In some alternative embodiments, the object includes a person, and the different parts of the object include a face and a body of the person, for example, as shown in fig. 2, step 102 may include:

in step 102-1, a face position of each person and a body position of each person are determined on the scene image.

In the embodiment of the disclosure, a face region belonging to a face and a human body region belonging to a human body on a feature map corresponding to a scene image can be detected through a region prediction network (Region Proposal Network, RPN). The human face area can be identified through a human face identification frame, and the human body area can be identified through a human body identification frame. Further, the size of the face recognition frame may be determined by the center position of the face recognition frame, the length and width of the face recognition frame, and in the embodiment of the present disclosure, the face position may be represented by the center position of the face recognition frame. Also, the size of the human body recognition frame may be determined by the center position of the human body recognition frame, the length and width of the human body recognition frame, and the human body position may be represented by the center position of the human body recognition frame.

In the embodiment of the present disclosure, the above-mentioned facial and human position description information may be represented by different channels, respectively. For example, the dimension of the feature map is 80×60, and after the face area and the human body area of each person are determined, a first feature map of 80×60×6 can be obtained, and 6 channels of the first feature map output the center position of the face recognition frame, the length of the face recognition frame, the width of the face recognition frame, the center position of the human body recognition frame, the length of the human body recognition frame, and the width of the human body recognition frame, respectively.

In a possible implementation manner, first feature maps corresponding to two channels at the center position of the face recognition frame and the center position of the human body recognition frame can be obtained, so that the face position and the human body position are respectively determined.

In step 102-2, the face position and the body position belonging to the same person are associated.

In the embodiment of the present disclosure, if the number of persons is plural, after each face position and each body position are determined, it is necessary to correlate the face position and the body position belonging to the same person, thereby obtaining the correlated face position and body position. In the embodiment of the disclosure, all that needs to be associated is the center position of the face recognition frame and the center position of the human body recognition frame.

For example, the central positions of 2 face recognition frames, A1 and A2 respectively, and the central positions of 2 human body recognition frames, B1 and B2 respectively, are determined on the feature map, and the central positions of the face recognition frames and the central positions of the human body recognition frames can be correlated to obtain the central positions of the associated face recognition frames A1 and B2, and the central positions of the associated face recognition frames A2 and B1.

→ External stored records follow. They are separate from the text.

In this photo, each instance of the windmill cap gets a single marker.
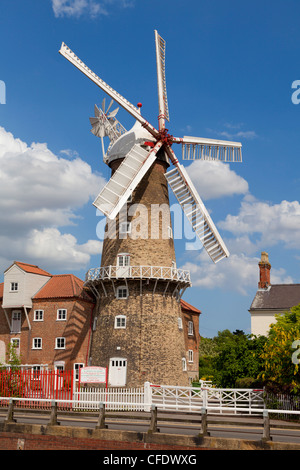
(136, 135)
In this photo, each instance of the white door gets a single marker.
(117, 371)
(123, 265)
(16, 321)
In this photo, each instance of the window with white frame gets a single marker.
(16, 321)
(95, 323)
(123, 259)
(61, 314)
(125, 227)
(77, 367)
(120, 321)
(122, 292)
(60, 343)
(15, 342)
(38, 315)
(37, 343)
(14, 286)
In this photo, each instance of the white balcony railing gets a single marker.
(138, 272)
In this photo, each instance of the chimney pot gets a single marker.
(264, 271)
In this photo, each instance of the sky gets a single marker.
(232, 73)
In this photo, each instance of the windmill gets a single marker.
(140, 328)
(142, 155)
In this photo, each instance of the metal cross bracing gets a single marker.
(175, 280)
(129, 174)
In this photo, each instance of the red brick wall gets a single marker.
(75, 330)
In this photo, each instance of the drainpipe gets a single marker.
(90, 333)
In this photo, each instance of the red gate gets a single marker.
(44, 384)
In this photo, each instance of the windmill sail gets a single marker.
(195, 148)
(161, 79)
(196, 213)
(125, 179)
(66, 52)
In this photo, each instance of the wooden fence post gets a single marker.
(101, 419)
(266, 423)
(203, 431)
(153, 420)
(53, 416)
(10, 412)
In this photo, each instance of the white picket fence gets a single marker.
(166, 397)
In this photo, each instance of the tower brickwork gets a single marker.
(143, 329)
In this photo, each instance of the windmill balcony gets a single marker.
(168, 274)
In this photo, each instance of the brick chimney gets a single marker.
(264, 271)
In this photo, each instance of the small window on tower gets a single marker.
(125, 227)
(122, 292)
(123, 259)
(14, 286)
(190, 328)
(120, 321)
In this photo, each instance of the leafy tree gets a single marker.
(239, 358)
(280, 369)
(230, 357)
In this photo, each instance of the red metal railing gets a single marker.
(44, 384)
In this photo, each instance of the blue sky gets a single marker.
(229, 69)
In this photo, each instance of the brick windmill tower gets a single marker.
(138, 334)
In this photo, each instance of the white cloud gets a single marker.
(51, 248)
(238, 273)
(39, 194)
(214, 179)
(77, 8)
(268, 223)
(92, 8)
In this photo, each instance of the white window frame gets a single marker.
(119, 290)
(38, 315)
(58, 340)
(120, 322)
(14, 341)
(14, 287)
(76, 367)
(123, 260)
(95, 323)
(16, 321)
(58, 314)
(125, 227)
(37, 343)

In the embodiment of the present disclosure, the face position and the human body position associated with the face position may be represented by 2 channels, respectively. For example, the dimension of the feature map is 80×60, after the face area and the human body area of each person are determined, a first feature map with the dimension of 80×60×6 is obtained, and further, the face position and the human body position are associated, and a second feature map with the dimension of 80×60×2 is obtained. The second feature map includes 2 channels, one corresponding to the face position of each person and the other corresponding to the body position associated with the face position.

In step 102-3, the target action type of at least one person and each of the at least one person included in the scene image is determined based on the associated face position and the body position.

In the embodiment of the disclosure, the position of each person may be represented by the face position and/or the body position corresponding to the person, so as to determine at least one person included in the scene image.

For example, the position of the person may be determined by the face position, which refers to the center position of the face recognition frame, and assuming that the face position includes A1, A2, and A3, it may be determined that the scene image includes 3 persons, and the positions of each person are A1, A2, and A3.

In addition, in the embodiment of the present disclosure, a plurality of feature vectors may be determined according to the associated face position and the body position, where the feature vectors are obtained respectively according to a preset action type, and further, a target action type of each person in at least one person may be determined according to the feature vectors. The target action type may be at least one of preset action types. Assuming that the number of preset action types is n, different preset action types need to be respectively corresponding to the n channels. The preset action types comprise action types possibly performed by various persons and action types which are not performed by the persons.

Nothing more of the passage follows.